Commenting on the recent spate of HTEC launches, HAE’s managing director Peter Hall says: “Companies around the world face great difficulties in recruiting CNC operators with the right competencies. These HTECs show students that precision engineering is an exciting world with well-paid jobs."
HTEC – The Concept
The HTEC initiative is a partnership between European educational establishments, Haas Automation Europe (HAE), its distributor-owned HFOs (Haas Factory Outlets) and an alliance of industry leading, CNC technology partners. HAE launched the HTEC programme in 2007 to counter what it regards as one of the greatest threats to the continent’s sustainable economic development: a shortage of talented and motivated young people entering the precision engineering industry with CNC machining skills.
The programme provides Haas CNC machine tools to educational establishments in Europe, so enabling HTEC students to become familiar with the latest CNC machining technology.

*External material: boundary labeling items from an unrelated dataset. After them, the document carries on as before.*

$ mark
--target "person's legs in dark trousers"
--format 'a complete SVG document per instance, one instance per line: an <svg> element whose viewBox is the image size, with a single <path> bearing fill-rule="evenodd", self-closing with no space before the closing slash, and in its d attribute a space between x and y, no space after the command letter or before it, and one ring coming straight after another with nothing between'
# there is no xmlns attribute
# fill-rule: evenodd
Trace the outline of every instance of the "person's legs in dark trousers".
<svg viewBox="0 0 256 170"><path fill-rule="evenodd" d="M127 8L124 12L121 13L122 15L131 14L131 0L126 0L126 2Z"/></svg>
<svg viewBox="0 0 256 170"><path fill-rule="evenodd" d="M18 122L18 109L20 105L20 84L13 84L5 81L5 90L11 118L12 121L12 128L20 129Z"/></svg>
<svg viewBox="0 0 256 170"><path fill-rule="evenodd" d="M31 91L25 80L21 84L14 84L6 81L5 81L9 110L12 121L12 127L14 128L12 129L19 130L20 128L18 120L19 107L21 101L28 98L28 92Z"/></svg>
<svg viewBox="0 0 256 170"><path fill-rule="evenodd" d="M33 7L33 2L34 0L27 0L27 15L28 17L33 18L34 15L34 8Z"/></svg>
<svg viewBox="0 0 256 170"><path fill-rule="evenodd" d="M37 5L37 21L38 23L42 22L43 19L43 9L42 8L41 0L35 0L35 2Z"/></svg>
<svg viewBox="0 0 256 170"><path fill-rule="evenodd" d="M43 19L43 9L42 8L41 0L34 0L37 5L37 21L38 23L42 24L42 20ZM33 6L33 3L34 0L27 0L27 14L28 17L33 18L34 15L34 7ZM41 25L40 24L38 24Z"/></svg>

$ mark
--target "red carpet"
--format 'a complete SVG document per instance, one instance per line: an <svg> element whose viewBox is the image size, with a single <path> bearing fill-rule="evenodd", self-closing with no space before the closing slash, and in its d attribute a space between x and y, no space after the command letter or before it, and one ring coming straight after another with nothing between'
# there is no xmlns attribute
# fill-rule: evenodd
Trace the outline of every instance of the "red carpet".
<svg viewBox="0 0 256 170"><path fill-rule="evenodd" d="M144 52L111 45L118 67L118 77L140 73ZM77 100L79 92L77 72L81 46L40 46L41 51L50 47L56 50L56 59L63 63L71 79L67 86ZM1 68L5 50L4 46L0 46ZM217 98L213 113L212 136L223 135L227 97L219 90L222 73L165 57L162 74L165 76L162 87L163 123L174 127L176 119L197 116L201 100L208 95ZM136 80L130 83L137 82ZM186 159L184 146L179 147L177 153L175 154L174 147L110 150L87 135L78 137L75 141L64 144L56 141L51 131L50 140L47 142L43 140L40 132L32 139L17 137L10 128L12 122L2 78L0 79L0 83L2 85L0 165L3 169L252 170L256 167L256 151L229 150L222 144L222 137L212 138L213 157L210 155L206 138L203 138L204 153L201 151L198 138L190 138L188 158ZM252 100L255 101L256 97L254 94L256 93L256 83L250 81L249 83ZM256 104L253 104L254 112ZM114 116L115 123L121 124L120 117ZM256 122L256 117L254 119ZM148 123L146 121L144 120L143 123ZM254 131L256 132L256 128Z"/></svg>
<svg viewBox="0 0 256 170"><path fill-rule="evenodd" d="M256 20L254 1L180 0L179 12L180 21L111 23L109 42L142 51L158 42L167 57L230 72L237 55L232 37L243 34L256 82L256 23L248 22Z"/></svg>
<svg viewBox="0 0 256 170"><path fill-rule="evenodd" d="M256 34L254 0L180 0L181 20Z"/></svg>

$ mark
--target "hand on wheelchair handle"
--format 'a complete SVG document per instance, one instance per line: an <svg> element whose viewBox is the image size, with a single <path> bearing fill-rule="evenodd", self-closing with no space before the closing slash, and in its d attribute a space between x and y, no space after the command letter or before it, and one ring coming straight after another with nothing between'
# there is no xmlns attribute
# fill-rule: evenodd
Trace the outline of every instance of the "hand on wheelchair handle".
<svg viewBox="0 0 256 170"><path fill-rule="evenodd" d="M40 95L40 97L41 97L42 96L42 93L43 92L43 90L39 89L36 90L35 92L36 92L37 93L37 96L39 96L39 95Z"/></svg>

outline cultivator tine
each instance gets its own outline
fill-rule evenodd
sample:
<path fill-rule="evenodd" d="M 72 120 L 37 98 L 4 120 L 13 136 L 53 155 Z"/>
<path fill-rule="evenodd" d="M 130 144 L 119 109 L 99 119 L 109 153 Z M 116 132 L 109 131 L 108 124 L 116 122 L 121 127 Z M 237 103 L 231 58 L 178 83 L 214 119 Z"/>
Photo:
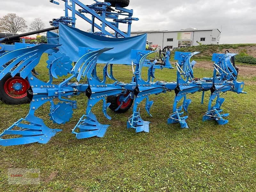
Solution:
<path fill-rule="evenodd" d="M 138 112 L 133 112 L 132 115 L 130 117 L 127 122 L 127 128 L 133 128 L 136 133 L 141 132 L 149 132 L 149 125 L 150 122 L 143 121 L 140 116 L 140 109 Z"/>
<path fill-rule="evenodd" d="M 72 130 L 72 133 L 78 139 L 95 136 L 102 137 L 109 126 L 100 123 L 95 115 L 90 112 L 88 115 L 82 116 Z"/>
<path fill-rule="evenodd" d="M 109 79 L 113 81 L 117 81 L 117 80 L 113 76 L 113 64 L 110 64 L 110 75 L 108 73 L 108 67 L 109 63 L 113 60 L 114 58 L 110 60 L 106 64 L 106 65 L 103 68 L 103 79 L 102 81 L 103 82 L 105 83 L 106 82 L 107 77 L 108 77 Z"/>
<path fill-rule="evenodd" d="M 29 124 L 23 124 L 25 121 Z M 13 129 L 19 128 L 18 130 Z M 21 118 L 0 134 L 0 145 L 11 146 L 38 142 L 46 143 L 51 138 L 61 129 L 50 129 L 44 123 L 43 119 L 28 114 L 25 119 Z M 11 138 L 3 137 L 9 136 Z M 20 136 L 22 137 L 17 137 Z"/>
<path fill-rule="evenodd" d="M 141 78 L 141 71 L 146 58 L 152 53 L 145 54 L 140 60 L 138 63 L 135 63 L 136 68 L 134 75 L 135 76 L 136 88 L 134 92 L 135 99 L 133 108 L 133 114 L 129 118 L 127 123 L 127 127 L 133 128 L 136 130 L 136 132 L 144 131 L 148 132 L 149 131 L 149 124 L 148 121 L 143 121 L 140 116 L 140 109 L 138 112 L 137 108 L 138 105 L 144 99 L 146 99 L 145 108 L 147 112 L 151 116 L 149 110 L 154 101 L 149 101 L 148 97 L 153 94 L 159 94 L 161 92 L 165 92 L 166 88 L 163 86 L 158 84 L 158 83 L 150 83 L 150 77 L 154 78 L 153 73 L 153 67 L 156 62 L 153 62 L 148 68 L 148 80 L 145 81 Z"/>
<path fill-rule="evenodd" d="M 179 112 L 179 110 L 178 109 L 176 109 L 176 111 L 175 112 L 169 116 L 169 118 L 168 118 L 167 121 L 167 124 L 179 123 L 180 124 L 180 127 L 181 128 L 188 129 L 188 124 L 186 121 L 188 116 L 181 116 L 183 115 L 184 113 L 184 112 L 180 113 Z"/>
<path fill-rule="evenodd" d="M 181 111 L 183 108 L 187 113 L 188 106 L 192 102 L 191 99 L 187 99 L 187 95 L 188 93 L 193 93 L 201 90 L 200 86 L 196 84 L 192 81 L 192 78 L 194 78 L 193 68 L 196 62 L 193 61 L 190 63 L 190 61 L 192 56 L 199 52 L 176 52 L 175 53 L 174 59 L 179 61 L 176 64 L 177 69 L 177 84 L 174 89 L 176 95 L 173 106 L 172 113 L 170 115 L 168 118 L 168 124 L 179 123 L 181 128 L 188 128 L 186 122 L 188 116 L 181 116 L 184 113 Z M 177 108 L 178 103 L 182 99 L 184 99 L 184 100 L 182 105 Z"/>
<path fill-rule="evenodd" d="M 0 80 L 15 67 L 16 68 L 12 72 L 12 76 L 14 76 L 22 69 L 20 76 L 24 79 L 25 78 L 38 64 L 39 58 L 42 54 L 47 50 L 58 45 L 40 44 L 10 52 L 0 57 L 0 63 L 3 64 L 2 66 L 9 61 L 13 61 L 0 73 Z"/>
<path fill-rule="evenodd" d="M 148 97 L 146 97 L 146 106 L 145 106 L 145 108 L 147 111 L 147 112 L 148 112 L 148 115 L 150 116 L 151 117 L 152 117 L 152 115 L 150 114 L 150 112 L 149 111 L 150 111 L 150 109 L 151 108 L 151 107 L 152 106 L 152 105 L 154 103 L 154 102 L 153 101 L 149 101 L 149 99 L 148 99 Z"/>

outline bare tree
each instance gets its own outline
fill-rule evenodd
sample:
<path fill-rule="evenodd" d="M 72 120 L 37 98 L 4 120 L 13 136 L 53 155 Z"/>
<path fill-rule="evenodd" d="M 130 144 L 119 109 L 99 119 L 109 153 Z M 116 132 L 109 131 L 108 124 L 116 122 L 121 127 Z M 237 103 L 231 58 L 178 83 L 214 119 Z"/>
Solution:
<path fill-rule="evenodd" d="M 18 31 L 26 31 L 27 28 L 25 20 L 15 13 L 8 13 L 0 18 L 1 31 L 17 33 Z"/>
<path fill-rule="evenodd" d="M 45 26 L 45 25 L 40 18 L 36 18 L 30 24 L 29 29 L 32 31 L 38 31 L 44 29 Z M 37 35 L 40 34 L 40 33 L 37 34 Z"/>

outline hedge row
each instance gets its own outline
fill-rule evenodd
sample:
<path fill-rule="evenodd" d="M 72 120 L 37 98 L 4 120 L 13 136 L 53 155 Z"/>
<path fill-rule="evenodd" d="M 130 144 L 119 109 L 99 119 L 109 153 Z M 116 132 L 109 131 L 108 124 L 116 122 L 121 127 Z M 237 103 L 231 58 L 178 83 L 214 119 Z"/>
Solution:
<path fill-rule="evenodd" d="M 256 65 L 256 58 L 252 56 L 241 56 L 237 55 L 236 56 L 236 61 L 243 63 Z"/>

This hands-on experience ensures students graduate with transferable skills and better employment opportunities. The HTECs also benefit local and national engineering companies by increasing the supply of well-educated apprentices.
Since launch, the HTEC initiative has expanded rapidly across Europe. Governments – from Sweden to Romania and from Portugal to Russia – have enthusiastically backed the programme because they recognise the need to build a stronger manufacturing infrastructure. This requires well trained, highly motivated CNC technicians; people with access to the very latest CNC technology and with the knowledge and skills to get the best from it. That’s what the HTEC programme aims to deliver and that’s why HAE and its partners will continue to develop the programme in 2010.
The HTEC Industry Partners are some of the best-known names in precision manufacturing technologies and have demonstrated a strong, ongoing commitment to the HTEC objectives, backing them with the investment of time and resources. Currently, the HTEC Industry Partner network comprises KELLER, MasterCam, Esprit, Renishaw, Sandvik Coromant, Schunk, Blaser, Urma, Chick, Air Turbine Technology, Hainbuch, and CIMCOOL.
The European HTEC programme in numbers:
At the end of 2009 there were 36 HTECs in 12 European countries:
- Russia: 12
- Portugal: 4
- Austria: 3
- Poland: 4
- Germany: 4
- Denmark: 2
- Sweden: 2
- Belgium: 1
- Belarus: 1
- Estonia: 1
- Romania: 1
- Ukraine: 1
HAE plans to open a further 24 HTECs in Europe in 2010, bringing the total to 60 HTECs in 15 countries.